While the pseudo-seculars and bleeding-heart-liberals in India can be heard yelling non-stop at the top of their lungs about the rights of minorities, specifically Muslims but when it comes to the persecution of Hindu Minority in Pakistan, these self-appointed guardians of human rights and humanity retreat into oblivion. Not a whisper of protest, let alone agitation, will be heard from these fragile and tender souls.
The story of Hindus in Pakistan is one of a perennial, brutal nightmare which can be reflected in the receding percentage of the community that shrank from 22% in 1947 to a meagre 1.2% of the total population of the Islamic state in 2011. Accompanying this sagging numbers were forceful conversions, rapes of Hindu women, barbaric treatment at the hands of law authorities and regular riots.
Another feature of the dreadful Hindu life in Pakistan is the desecration of their temples and religious shrines. This Saturday another Hindu temple came under attack by an irate mob of dozens of Muslims who set the temple ablaze in Larkana, the hometown of Bilawal Bhutto, over the alleged desecration of Islamic holy book Quran.
The incident took place late at night when local Muslims alleged that Sangeet Kumar, 42, a member of Hindu community, had ripped the pages from Quran. A huge swathe of angry students from Islamic seminaries, wielding batons, attacked the temple, tearing down statues of Hindu gods and goddesses and set fire to the sanctuary in the temple.
“Our Dharamshala has been gutted and the temple has been partially damaged. All the statues have been destroyed by the vandals,” Kalpana Devi, chairperson of the Local Hindu committee, told Reuters. The fires of communal trouble quickly spread to other parts of Pakistan too, with a crowd of Muslim protestors setting the shops of Hindus ablaze in the city of Osma Mohammad and Dera Murad Jamali.

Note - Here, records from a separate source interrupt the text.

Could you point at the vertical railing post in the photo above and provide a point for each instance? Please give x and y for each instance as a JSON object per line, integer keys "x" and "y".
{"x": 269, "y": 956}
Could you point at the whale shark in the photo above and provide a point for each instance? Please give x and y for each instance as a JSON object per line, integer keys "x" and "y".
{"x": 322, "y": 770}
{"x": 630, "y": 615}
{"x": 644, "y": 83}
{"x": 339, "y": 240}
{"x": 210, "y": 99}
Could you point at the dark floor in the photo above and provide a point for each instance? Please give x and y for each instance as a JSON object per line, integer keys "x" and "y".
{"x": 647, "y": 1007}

Although heavy deployment of police was visible in the towns and two Muslim youth were arrested, the fact remains that life is precarious for the members of Hindu community in India’s Islamic neighbor. Minorities are a soft target for fanatics owing to the draconian Islamic law of blasphemy which mandates strictest punishment, including death penalty, against anyone who says anything against majority religion. Pakistan, along with a number of other Islamic nations, have the worst human rights record as well as low level of tolerance for those who are not part of the majority.

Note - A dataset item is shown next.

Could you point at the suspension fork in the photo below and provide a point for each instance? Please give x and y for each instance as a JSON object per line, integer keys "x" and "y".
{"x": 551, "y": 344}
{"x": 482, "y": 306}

Mr Zardari, akin to Indian politicians, is paying a lip-service to the concerns of Hindus in Pakistan, but his government, as did his predecessors’, has failed to recognize, let alone seriously address and tackle, the grave threat posed to minorities’ rights and existence byIslamic fanatics.
The irony of the situation is that Indian political parties – both Congress and BJP – have failed to take up the cause of Hindu minority in Pakistan. It’s a crying shame that Pakistani Hindus have no safety net to fall back on neither in Pakistan nor in India.